Fatou Kanteh

Personal information
- Full name: Fatoumata Kanteh
- Birth name: Fatoumata Kanteh i Cham
- Date of birth: 2 July 1997 (age 28)
- Place of birth: Banyoles, Spain
- Height: 1.68 m (5 ft 6 in)
- Positions: Midfielder; forward;

Team information
- Current team: Sevilla

Senior career*
- Years: Team / Apps / (Gls)
- 2013–2017: Porqueres
- 2018–2019: Logroño B
- 2018–2019: Logroño / 17 / (1)
- 2019–2022: Sporting Huelva / 80 / (9)
- 2022–2024: Villarreal / 58 / (6)
- 2024–: Sevilla / 1 / (2)

International career^{‡}
- 2021–: Gambia / 1 / (1)
- 2024–: Catalonia / 2 / (1)

= Fatou Kanteh =

Gambian footballer (born 1997)

Fatoumata Kanteh i Cham (born 8 May 1997), also known as Fatou, is a professional footballer who plays as a midfielder or forward for Liga F club Sevilla. Born in Spain, she represents The Gambia at international level. She also plays for the unaffiliated Catalonia national team.

==Club career==
Kanteh has played for UE Porqueres, EdF Logroño and Sporting Huelva in Spain.

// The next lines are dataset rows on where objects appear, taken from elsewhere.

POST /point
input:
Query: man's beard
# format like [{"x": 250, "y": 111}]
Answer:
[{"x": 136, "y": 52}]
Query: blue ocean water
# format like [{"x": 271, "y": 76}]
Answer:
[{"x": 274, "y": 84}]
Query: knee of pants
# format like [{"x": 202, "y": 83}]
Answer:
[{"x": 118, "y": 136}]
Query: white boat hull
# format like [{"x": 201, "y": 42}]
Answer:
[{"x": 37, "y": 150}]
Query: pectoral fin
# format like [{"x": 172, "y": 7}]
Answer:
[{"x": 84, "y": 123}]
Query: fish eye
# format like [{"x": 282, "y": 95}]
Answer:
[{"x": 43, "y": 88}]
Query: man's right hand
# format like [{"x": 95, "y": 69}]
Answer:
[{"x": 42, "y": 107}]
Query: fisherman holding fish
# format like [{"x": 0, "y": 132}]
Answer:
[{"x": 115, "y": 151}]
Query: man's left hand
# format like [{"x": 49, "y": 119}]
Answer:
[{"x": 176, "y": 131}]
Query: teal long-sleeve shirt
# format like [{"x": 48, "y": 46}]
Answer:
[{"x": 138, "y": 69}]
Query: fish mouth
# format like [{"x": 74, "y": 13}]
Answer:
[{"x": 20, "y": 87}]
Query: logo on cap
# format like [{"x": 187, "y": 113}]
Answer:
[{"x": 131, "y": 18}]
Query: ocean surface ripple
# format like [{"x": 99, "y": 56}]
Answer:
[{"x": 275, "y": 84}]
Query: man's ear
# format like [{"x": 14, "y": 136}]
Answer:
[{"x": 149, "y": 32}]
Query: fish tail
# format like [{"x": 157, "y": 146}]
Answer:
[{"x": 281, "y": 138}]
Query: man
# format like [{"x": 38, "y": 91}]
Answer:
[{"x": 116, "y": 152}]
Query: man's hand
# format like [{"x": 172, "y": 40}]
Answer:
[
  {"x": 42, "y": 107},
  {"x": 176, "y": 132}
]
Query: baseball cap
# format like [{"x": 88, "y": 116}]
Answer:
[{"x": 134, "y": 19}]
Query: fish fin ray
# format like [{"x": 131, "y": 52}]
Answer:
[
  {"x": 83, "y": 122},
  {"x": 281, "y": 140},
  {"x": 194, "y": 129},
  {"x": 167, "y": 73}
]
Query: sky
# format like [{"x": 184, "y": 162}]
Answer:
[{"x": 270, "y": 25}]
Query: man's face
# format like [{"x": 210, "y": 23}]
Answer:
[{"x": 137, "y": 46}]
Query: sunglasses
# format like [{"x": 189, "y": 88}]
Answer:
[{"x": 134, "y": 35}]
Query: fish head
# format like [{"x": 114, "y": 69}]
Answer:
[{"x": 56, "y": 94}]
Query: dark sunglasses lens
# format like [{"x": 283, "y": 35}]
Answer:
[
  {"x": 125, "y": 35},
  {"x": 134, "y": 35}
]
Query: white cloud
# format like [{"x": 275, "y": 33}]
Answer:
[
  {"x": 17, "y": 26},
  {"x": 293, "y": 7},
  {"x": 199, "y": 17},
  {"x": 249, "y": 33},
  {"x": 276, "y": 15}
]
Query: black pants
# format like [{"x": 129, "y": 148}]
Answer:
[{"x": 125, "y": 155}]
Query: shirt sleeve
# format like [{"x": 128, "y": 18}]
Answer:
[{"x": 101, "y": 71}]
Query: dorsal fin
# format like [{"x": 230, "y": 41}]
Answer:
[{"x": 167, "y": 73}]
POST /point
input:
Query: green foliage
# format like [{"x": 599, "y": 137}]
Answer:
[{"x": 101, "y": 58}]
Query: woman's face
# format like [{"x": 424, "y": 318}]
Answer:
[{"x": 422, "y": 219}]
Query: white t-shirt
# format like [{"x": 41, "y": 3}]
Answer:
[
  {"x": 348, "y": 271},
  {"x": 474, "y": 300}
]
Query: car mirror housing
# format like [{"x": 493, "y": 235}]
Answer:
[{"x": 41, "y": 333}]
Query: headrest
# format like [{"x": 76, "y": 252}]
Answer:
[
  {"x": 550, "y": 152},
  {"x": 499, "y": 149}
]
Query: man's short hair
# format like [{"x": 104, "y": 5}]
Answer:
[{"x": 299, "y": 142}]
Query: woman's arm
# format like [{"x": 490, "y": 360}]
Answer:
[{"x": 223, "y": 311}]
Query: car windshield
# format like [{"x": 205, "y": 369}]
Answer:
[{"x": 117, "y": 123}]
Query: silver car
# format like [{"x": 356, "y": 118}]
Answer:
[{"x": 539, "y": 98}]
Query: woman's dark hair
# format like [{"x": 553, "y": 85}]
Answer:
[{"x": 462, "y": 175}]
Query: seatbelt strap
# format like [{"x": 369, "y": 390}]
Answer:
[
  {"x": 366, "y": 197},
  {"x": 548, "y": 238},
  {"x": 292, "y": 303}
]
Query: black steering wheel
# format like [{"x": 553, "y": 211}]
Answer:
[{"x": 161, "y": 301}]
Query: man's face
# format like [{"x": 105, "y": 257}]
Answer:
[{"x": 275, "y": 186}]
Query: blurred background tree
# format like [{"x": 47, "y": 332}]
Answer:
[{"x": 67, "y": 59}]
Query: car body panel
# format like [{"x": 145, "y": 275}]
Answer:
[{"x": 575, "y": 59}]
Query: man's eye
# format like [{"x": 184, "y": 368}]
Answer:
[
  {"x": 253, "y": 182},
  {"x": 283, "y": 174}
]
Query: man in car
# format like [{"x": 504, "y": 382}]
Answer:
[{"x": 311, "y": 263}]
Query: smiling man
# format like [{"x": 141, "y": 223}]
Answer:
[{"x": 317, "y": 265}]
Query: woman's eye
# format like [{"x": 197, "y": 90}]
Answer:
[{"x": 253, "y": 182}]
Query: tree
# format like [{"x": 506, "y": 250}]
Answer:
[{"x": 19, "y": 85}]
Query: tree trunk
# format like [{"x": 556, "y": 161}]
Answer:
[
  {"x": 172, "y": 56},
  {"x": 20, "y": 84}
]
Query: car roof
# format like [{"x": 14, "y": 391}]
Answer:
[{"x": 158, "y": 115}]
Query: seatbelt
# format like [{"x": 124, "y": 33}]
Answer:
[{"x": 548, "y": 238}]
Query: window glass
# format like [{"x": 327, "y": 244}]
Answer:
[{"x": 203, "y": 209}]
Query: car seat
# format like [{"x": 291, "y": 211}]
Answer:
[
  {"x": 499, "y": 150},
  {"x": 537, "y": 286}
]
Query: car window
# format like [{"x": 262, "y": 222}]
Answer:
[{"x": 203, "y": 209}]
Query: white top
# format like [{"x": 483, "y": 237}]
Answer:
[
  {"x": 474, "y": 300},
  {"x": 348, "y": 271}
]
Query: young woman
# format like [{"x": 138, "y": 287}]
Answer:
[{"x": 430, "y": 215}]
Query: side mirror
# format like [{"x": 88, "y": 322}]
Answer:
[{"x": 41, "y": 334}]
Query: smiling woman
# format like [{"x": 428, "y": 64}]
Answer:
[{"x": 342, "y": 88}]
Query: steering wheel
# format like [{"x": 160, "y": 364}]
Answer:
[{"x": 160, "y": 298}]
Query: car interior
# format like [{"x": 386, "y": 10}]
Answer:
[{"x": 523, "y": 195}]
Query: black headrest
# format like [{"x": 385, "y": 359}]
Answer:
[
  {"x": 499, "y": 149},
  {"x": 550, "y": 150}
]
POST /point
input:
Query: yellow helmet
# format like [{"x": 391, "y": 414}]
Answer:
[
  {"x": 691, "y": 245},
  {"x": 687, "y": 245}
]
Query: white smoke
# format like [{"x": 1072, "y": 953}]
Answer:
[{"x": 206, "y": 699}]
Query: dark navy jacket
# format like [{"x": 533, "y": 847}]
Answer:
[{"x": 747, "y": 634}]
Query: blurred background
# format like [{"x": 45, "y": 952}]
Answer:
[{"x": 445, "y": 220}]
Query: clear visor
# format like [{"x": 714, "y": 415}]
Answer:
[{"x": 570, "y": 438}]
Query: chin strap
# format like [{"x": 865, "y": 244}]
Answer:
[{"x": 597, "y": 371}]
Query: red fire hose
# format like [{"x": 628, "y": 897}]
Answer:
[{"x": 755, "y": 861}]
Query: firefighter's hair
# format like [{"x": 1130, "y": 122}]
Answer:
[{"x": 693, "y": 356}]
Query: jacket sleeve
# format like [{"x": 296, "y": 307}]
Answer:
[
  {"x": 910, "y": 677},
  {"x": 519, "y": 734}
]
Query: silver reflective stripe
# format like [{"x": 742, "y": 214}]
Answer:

She appeared in the professional 2021–22 Primera División for the latter.

==International career==
Born in Spain, Kanteh is of Gambian and Senegalese descent. On 25 October 2021, she made her senior debut for Gambia. On 9 February 2022, she was called up by Gambia for the 2022 Africa Women Cup of Nations qualification (second round).